# First Growroom - Advice Welcomed



## MisterZ (Nov 24, 2009)

I finished my first grow room today.  It is 6'x3', please check and make sure everything is set to grow great bud.

For the walls, I put up 4mm black landscaping plastic.  I tacked mylar to all the interior walls.  I also put a tent door zipper on it so I can get in and out easily.  I have a 600W that produces 90,000 lumens (so my 18' sq ft should give me exactly 5k a lumen, which should be adequate).  I hooked up ductwork to a canfan that moves 238 cfm (my room has 126 cf) across my bulb and out into the basement.  For my intake I have a box fan that is on the floor facing up.  

The temperature has been 83F in there and the relative humidity has ranged from 50-55.   The basement is completely dark and light leaks are not an issue.

It was hard to get any good angles for pictures, but the first three are basically a panoramic shot (you can see the ductwork go from the first picture to the second).  The 4th pic is of the can fan exhaust built in, and the 5th is the view from the outside with the zipper open.

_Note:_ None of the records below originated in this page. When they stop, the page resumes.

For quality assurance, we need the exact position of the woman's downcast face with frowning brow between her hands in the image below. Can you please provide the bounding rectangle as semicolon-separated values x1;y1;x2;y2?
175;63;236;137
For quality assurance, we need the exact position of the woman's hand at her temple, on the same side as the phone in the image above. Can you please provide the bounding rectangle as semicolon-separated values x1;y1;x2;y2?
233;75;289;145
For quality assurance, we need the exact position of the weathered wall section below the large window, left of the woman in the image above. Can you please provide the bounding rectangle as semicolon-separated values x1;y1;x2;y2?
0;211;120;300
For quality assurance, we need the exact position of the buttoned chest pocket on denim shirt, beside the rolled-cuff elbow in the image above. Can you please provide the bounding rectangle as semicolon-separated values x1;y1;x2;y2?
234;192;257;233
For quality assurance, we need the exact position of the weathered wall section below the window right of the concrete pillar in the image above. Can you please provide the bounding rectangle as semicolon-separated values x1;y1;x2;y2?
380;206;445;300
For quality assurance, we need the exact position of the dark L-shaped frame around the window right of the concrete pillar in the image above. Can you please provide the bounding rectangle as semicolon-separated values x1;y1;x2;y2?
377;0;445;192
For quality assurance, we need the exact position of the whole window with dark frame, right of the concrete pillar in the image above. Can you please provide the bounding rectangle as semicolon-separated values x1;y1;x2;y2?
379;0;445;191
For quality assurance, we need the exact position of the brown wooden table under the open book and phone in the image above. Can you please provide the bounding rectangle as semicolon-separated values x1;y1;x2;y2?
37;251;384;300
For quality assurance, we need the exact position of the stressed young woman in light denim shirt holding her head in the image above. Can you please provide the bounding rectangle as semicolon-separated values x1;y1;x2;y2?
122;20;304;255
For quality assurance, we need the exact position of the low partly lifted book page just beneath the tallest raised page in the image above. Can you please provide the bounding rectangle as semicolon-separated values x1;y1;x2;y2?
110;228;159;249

What do you think?  Any problems here or is it looking good?


----------



## dman1234 (Nov 24, 2009)

Assuming it zips up and is completly light proof.

It looks really good .

Nice Job.


----------



## growman05 (Nov 24, 2009)

Looks good. What do you plan on growing?


----------



## MisterZ (Nov 24, 2009)

Getting some Northern Lights from Nirvana.  

When I read that they don't get too tall, low odor, high potency, hardy, and good with hydro it all made sense.  

I'm going to use hempy buckets for the grow.  Will update as I get my seeds going.


----------



## Locked (Nov 24, 2009)

Shld do the job...nice work


----------



## 4u2sm0ke (Nov 24, 2009)

very  nice...Bring  on  the  BUDS!!!!!  :lama:


----------



## cmd420 (Nov 24, 2009)

When it becomes time to clean/replace the mylar on the interior, just use panda film, it is reflective on the inside and light blocking/black on the outside...basically a stronger, more durable, and easier to clean surface...

If it isn't available where you live, I would order it now to be ready for when I need it..

PS..My veg room in the basement looks exactly like yours, except my walls are cleaner looking (totally not trying to be a douche..just tryin to help) and probably easier to put up....that's why I'm speakin on this...

You obviously are handy and capable...you'll be happily surprised with panda film...HAPPY GROWING


----------



## ozzydiodude (Nov 24, 2009)

Look like it needs 2 things Green Plants and Green Mojo to help bring on the Buds.

Be safe and Have a great Grow


----------



## nouvellechef (Dec 7, 2009)

So your only source of CO2 is a box fan?


----------



## zem (Dec 8, 2009)

it will do the job only thing i can suggest is flat walls you can use thin wood sheets theyr lightweight cheap and smooth you can paint them or you can glue mylar onto them will do better than wrinkled walls in reflection and are easier to clean, and maybe put the fan on top as exhaust instead of puttin it onto the floor as intake it will be troublesome in the growroom floor you might have a pot hit it as you move plants or something might fall on it or debris can stick to its blades and most dangerous would be water gettin to the electricity. it will work your room will grow good bud i'm just tellin you to take care of these details cheers


----------